The gun didn't move. ‘You bastard. I've kept going by thinking what I could do to you.'

‘Thinking like that'll get you back there.'

‘Shut up! I was nineteen when I got to Grafton, what do you reckon that was like?'

‘Scarey', I said. I thought that if I kept him talking something might happen, he might even talk himself out of whatever he had in mind.

‘That's right, scarey. That's why I got you with the bricks and fixed your bloody car—to scare you.'

‘You win. You did it, you scared me. I'm scared now.'

‘You should be. I'm going to kill you.'

‘That's crazy', I said desperately. ‘And not fair, I didn't kill you.'

He laughed. ‘Sometimes, in that bloody hole, I wished you had.'

‘What about him?' I gestured down at Doc who was listening and clutching the bottle like a crucifix.

‘He goes out too', Dragovic said. ‘You kill him and he kills you. All in the line of duty.'

‘It stinks, Johnny, it won't work.'

‘It fuckin' will! I've planned this for a while, been watching you until the right deal came up.
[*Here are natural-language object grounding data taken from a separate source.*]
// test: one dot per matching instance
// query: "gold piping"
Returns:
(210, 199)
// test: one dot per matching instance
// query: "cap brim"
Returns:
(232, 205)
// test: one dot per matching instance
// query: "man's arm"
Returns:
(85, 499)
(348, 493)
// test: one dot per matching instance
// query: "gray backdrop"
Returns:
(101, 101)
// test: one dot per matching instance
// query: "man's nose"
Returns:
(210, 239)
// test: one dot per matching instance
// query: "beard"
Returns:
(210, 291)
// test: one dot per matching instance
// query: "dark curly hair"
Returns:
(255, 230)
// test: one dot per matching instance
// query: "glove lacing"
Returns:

It'll look like you caught up with the bloke who shot up the Frenchy's house and you shot him and he shot you. You'll take a while to die, though.' He smiled and I could see how much he was enjoying it all, and how unlikely it was that he'd change his mind.
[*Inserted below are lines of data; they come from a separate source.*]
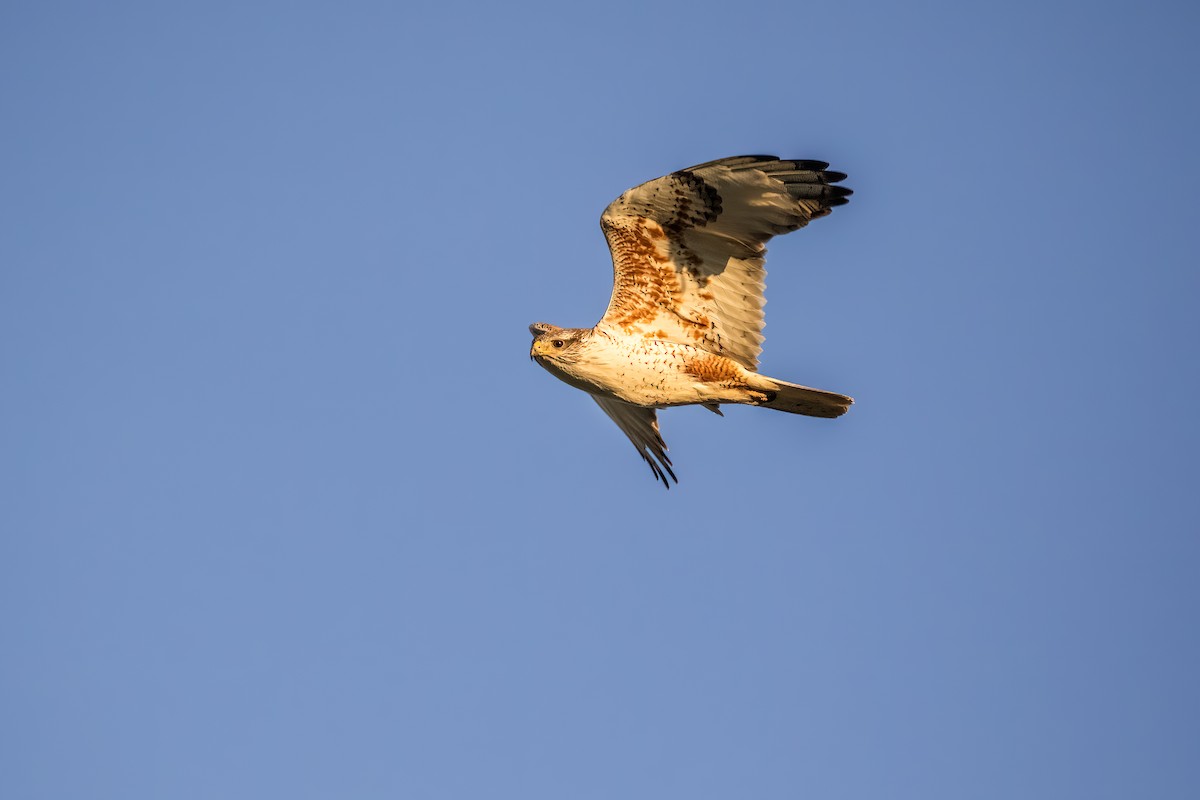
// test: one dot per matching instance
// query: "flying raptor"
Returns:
(684, 323)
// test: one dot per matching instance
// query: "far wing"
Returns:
(688, 248)
(641, 425)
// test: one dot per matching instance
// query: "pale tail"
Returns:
(810, 402)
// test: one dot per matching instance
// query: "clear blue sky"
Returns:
(287, 511)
Mahony raised himself slowly on the bed and swung his legs over the side. ‘This is madness', he said. ‘I don't want any part of it. I'm going.' He got off the bed and took a couple of shuffling steps towards the door before Dragovic reacted.

‘Get back here!' he yelled. ‘Get back.'

But Mahony opened the door and had half his body outside when Dragovic shot him. He crumpled, and I moved to the left and swung a punch which took Dragovic on the nose. Blood spurted and he blundered back, but kept hold of his gun. I made a grab for mine, missed and lunged out the door, nearly tripping over Mahony. I staggered, recovered my balance, and started to run for the trees about fifty yards away. I was halfway there when something stung my calf like ten sandfly bites; the leg lost all power and I went down, hard. Johnny Dragovic stepped clear of the doorway, carrying a rifle and started to walk towards me. I lay there in the dust watching him and watching the rifle and when he was about twenty feet away I closed my eyes. Then I heard a shot and didn't feel anything, so I opened my eyes: the rifle was on the ground close to me and Dragovic was yelling and rolling around and a greyhound was tearing at his neck. There was blood on Dragovic's face from my punch, and a lot more blood on his chest from the dog's attack. He screamed, and the dog's head came up and went down twice. I sat up and grabbed the rifle; the dog turned away from the bloody mess on the ground and sprang straight at me. I shot it in the chest and it collapsed and I shot it again in the head.